Fabian M. Johnston, MD, MHS is an Associate Professor in the Department of Surgery at Johns Hopkins University where he also serves as Chief of the Division of Gastrointestinal Surgical Oncology, Director of the Peritoneal Surface Malignancy Program, and Program Director of the Complex General Surgical Oncology Program. Dr. Johnston received his undergraduate degree from the State University of New York at Stony Brook and medical degree from The Pennsylvania State University College of Medicine. He completed residencies between the Louisiana State University School of Medicine and Washington University in St. Louis. He completed his Complex General Surgical Oncology fellowship at Johns Hopkins University. Her is also earned a Masters in Health Sciences at the Bloomberg School of Public Health and a certificate in Patient Safety and Quality through the Armstrong Institute for Patient Safety and Quality. Dr. Johnston is funded through the Agency for Health Care Research and Quality K08 career award and as a co-investigator on multiple PCORI awards. He has authored over 135 publications and 14 book chapters.
Dr. Johnston’s research interests include the utilization of highly innovative and novel strategies for the implementation of patient-centered models of care to improve the utilization of palliative care amongst patients with advanced gastrointestinal malignancies. Through this, he hopes to advance effective care to lessen suffering in vulnerable oncology patients and families, while simultaneously leading to improvement of health care quality, costs, experiences, and outcomes.
Lessons Learned from Developing a Novel Surgical Approach to Cancer in a Vulnerable Population
Andrea Hayes, MD, FACS, FAAP, is a professor of pediatric surgery and surgical oncology at the University of North Carolina Children’s Hospital. She is the Surgeon-in-Chief of the UNC Children’s Hospital and the division chief of pediatric surgery at UNC. Hayes has a basic science laboratory that focuses on rare sarcomas and also maintains clinical research efforts. She specializes in refractory and resistant tumors and children and specifically soft tissue sarcomas and children. Her patients request her services from around the world because of the rare diseases she investigates. She was previously the section chief of pediatric surgery at UT MD Anderson Cancer Center.

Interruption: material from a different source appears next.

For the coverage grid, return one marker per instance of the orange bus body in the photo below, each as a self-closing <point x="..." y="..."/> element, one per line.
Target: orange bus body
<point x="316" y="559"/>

She has impacted the field of sarcoma and sarcomatosis by amassing the largest number of desmoplastic small round cell tumor DSRCT patients at any one hospital, and by any one surgeon. DSRCT is a rare disease for which she has improved survival from 30% to 60% based on the complete removal of 100s of intra-abdominal tumor implants and HIPEC. She continues to receive philanthropic funding for her unique research.
The Das Gupta Symposium honors the lifetime achievements of the inaugural director of the University of Illinois Cancer Center, Dr. Tapas K. Das Gupta.
Dr. Das Gupta, a renowned surgical oncologist and prolific researcher who has since retired, was the founding Head of the Department of Surgical Oncology at UI Health. Throughout his storied career, Dr. Das Gupta served as President of the Chicago Surgical Society and is a past recipient of the University of Illinois Distinguished Faculty Award, as well as a University Scholar. He consistently received funding from federal agencies and industry organizations and is the author of 275 papers and co-editor of two books.